Melihat fenomena tersebut, maka tak
heran ketika Sri mulyani Indrawati mempersoalkan efektifitas anggaran dalam
pidato acara Peluncuran Laporan Ketimpangan yang INFID dan Oxfam, kamis (23/2 2017) di Jakarta, “Apakah kita menikmati mutu pendidikan yang
lebih baik atau lebih buruk, saya tidak tahu. Apakah tidak menyedihkan ketika
sekarang anggaran pendidikan sudah naik menjadi Rp. 400 triliun, tetapi masih ada saja pemberitaan tentang bangunan
sekolah tak beratap atau anak-anak bersekolah di kelas yang sama sekali tidak
representatif.” (Kompas, 24/02/2017).
Ketika komitmen untuk menghidupkan
mendidikan lenyap, maka kualitas pun sulit dijangkau. Cukup tepat apabila Winarno Surakhmad (2009)
menegaskan. “Apakah sumbangan pendidikan
sejauh ini ? nihil…sekarang ini hampir tidak ada sisa pengaruh yang menunjukkan
bahwa bangsa telah pernah besar atau dibesarkan oleh pendidikan di masa lalu.”
Itulah salah satu kritik lanjutan dari pedagog besar yang mendapat julukan
“Prof. Kandang Ayam.” Pernyataan tersebut masih cukup relevan di tengah
anggaran besar untuk dunia pendidikan tetapi kualitas SDM-nya masih jalan
ditempat, untuk mengatakan mengalami kemunduran bagi bangsa besar seperti
Indonesia dengan usia kemerdekaan yang lama. Peringkat pertama indeks
pembagunan manusia (IPM) adalah Singapura (0,912), Brunei (0,856), Malaysia
(0,779), dan Thailand (0,726). Indonesia hanya unggul dari Filiphina (0,668),
Vietnam (0,666), Laos (0,575), Kamboja (0,555), dan Myanmar (0,436). Ini
sepertinya menunjukkan pengaruh dari alokasi 20 persen anggaran sektor
pendidikan belum signifikan. Data World Economic Forum
(WFE) 2016- 2017 bahkan menunjukkan peringkat sumber daya manusia (SDM)
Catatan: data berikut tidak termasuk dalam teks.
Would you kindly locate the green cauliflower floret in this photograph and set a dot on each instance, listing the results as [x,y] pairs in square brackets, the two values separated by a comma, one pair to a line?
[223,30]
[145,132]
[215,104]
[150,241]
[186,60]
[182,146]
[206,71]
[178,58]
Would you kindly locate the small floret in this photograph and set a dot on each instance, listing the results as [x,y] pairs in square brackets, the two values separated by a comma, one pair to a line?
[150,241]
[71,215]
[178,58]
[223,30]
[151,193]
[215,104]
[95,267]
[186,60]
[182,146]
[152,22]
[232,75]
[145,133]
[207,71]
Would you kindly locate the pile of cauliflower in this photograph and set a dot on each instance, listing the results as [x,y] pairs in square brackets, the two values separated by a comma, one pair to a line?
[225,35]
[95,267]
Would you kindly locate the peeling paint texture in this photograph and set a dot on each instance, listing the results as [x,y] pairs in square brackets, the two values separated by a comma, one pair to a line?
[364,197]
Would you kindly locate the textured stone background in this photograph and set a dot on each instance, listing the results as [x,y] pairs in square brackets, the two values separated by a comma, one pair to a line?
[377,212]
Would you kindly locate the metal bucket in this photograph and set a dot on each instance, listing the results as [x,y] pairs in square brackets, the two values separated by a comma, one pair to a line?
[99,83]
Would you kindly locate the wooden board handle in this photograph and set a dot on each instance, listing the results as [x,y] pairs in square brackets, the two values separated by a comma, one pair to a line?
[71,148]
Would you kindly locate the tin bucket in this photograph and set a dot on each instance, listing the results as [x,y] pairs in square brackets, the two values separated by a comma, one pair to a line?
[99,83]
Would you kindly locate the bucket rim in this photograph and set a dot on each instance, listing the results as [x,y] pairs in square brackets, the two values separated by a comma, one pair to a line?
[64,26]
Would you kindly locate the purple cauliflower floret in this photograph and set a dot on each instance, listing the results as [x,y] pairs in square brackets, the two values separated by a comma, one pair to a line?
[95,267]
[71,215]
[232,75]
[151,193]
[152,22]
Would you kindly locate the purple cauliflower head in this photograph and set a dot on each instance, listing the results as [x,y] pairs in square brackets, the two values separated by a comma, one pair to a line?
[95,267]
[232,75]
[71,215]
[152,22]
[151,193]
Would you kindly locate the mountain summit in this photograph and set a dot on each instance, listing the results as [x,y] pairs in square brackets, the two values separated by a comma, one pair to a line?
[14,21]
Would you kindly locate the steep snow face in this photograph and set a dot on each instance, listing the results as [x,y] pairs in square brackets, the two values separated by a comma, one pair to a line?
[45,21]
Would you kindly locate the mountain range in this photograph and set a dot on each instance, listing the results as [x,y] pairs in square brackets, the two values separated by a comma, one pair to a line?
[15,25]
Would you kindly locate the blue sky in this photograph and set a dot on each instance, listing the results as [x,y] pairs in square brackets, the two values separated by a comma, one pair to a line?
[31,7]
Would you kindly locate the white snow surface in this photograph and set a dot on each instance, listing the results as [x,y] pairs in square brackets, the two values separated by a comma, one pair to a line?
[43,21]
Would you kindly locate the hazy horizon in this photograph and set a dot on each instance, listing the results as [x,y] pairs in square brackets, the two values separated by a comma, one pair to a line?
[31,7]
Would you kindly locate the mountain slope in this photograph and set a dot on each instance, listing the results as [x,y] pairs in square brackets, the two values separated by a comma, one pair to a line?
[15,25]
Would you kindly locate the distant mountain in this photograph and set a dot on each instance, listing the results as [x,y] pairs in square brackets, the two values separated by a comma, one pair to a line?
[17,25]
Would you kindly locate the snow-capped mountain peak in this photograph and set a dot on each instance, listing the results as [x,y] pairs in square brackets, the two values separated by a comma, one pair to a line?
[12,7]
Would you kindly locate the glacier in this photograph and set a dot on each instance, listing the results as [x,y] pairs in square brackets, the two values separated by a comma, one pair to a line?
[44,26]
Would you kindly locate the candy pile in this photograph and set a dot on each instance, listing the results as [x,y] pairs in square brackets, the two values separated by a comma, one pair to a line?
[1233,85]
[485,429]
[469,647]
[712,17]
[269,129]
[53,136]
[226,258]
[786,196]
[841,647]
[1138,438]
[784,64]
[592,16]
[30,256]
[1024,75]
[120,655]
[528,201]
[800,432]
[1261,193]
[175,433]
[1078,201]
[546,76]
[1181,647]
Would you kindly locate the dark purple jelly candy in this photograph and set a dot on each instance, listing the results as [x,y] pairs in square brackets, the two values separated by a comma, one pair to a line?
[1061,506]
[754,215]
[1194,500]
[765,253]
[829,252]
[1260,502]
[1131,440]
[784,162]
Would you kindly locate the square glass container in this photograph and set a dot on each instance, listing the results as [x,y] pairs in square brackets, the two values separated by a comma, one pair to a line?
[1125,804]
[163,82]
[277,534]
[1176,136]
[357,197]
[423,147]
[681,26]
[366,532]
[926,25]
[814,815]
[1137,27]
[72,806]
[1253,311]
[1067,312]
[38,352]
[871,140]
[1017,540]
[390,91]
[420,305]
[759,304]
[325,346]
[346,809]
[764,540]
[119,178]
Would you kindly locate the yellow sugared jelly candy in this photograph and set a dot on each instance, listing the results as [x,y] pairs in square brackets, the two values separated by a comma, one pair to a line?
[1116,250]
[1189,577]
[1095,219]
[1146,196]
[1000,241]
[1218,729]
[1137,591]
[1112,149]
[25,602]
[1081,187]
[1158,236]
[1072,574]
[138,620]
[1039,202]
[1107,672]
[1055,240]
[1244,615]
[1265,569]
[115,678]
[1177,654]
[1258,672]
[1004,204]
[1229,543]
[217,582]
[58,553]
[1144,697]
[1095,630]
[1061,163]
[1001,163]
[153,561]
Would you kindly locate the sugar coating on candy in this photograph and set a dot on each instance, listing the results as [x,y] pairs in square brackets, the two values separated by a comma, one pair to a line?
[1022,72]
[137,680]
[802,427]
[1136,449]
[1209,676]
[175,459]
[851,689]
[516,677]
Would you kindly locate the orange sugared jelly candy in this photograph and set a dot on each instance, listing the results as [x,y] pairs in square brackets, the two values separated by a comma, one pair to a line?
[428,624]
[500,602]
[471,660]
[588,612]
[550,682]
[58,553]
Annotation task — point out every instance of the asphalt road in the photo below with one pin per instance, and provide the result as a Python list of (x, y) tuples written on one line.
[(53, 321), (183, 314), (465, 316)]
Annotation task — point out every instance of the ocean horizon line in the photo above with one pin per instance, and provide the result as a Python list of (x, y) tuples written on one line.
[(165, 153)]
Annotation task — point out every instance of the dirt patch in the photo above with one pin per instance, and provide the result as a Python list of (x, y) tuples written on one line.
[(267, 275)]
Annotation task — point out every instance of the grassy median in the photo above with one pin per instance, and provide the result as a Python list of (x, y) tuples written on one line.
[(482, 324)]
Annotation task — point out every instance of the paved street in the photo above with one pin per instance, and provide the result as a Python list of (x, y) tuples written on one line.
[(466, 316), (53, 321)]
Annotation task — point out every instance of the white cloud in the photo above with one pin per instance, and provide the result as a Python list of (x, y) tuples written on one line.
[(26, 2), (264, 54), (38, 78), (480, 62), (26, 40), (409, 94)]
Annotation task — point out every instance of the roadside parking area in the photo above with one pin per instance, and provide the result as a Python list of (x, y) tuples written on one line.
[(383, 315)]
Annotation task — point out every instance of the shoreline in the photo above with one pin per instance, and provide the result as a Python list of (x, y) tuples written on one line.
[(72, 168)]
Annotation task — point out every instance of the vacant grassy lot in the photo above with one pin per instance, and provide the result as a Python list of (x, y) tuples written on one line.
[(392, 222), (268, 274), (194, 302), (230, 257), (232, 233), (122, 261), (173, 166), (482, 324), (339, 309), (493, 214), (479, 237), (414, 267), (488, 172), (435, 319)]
Indonesia merosot tajam. Dari urutan 37 pada tahun 2015 menjadi 41 di 2016. Indonesia kalah peringkat
dibanding Malaysia di peringkat 25. Atau juga Korea Selatan (26), China (28),
Jepang (8), dan Thailand (34) (Suara
Merdeka, 23/02/2017).
Di tengah-tengah persoalan pelik
dunia pendidikan, buku Teguh Triwiyanto bisa menjadi tambahan perspektif untuk
melihat persoalan pendidikan secara lebih kritis. Teguh Triwiyanto yang
mempunyai kompetensi akademik dalam bidang tata kelola pendidikan mencoba
menelanjangi tata kelola pendidikan yang pelan-pelan mulai terjebak dalam
cengkraman liberalisme. Saya ucapkan selamat untuk Teguh Triwiyanto. Semoga
terus kritis dan tidak lelah
memperjuangkan pendidikan murah berkualitas yang bisa diakses semua warga
negara Indonesia. Kunci keberhasilan
pembangunan bangsa ini adalah adanya ruang bagi kaum miskin dan bodoh untuk
dicerdaskan oleh negara, tidak seperti sekarang ini, negara justru
terkonsentrasi membiayai yang pintar dan kaya, sedangkan yang miskin dan bodoh
justru harus membiayai dirinya sendiri. Kebijakan yang tidak adil ini tidak
boleh dilanggengkan karena bertentangan dengan sila kelima Pancasila, yaitu
Keadilan sosial bagi seluruh rakyat Indonesia. Negara semestinya mengambil
peran besar dalam mencerdaskan anak-anak yang miskin dan bodoh tersebut dengan
mendirikan sekolah negeri baru khusus mereka dan atau mensubsidi
sekolah-sekolah swasta yang menampung mereka. Kebijakan pendidikan yang
liberalistik cenderung mengabaikan aspek keadilan sosial tersebut.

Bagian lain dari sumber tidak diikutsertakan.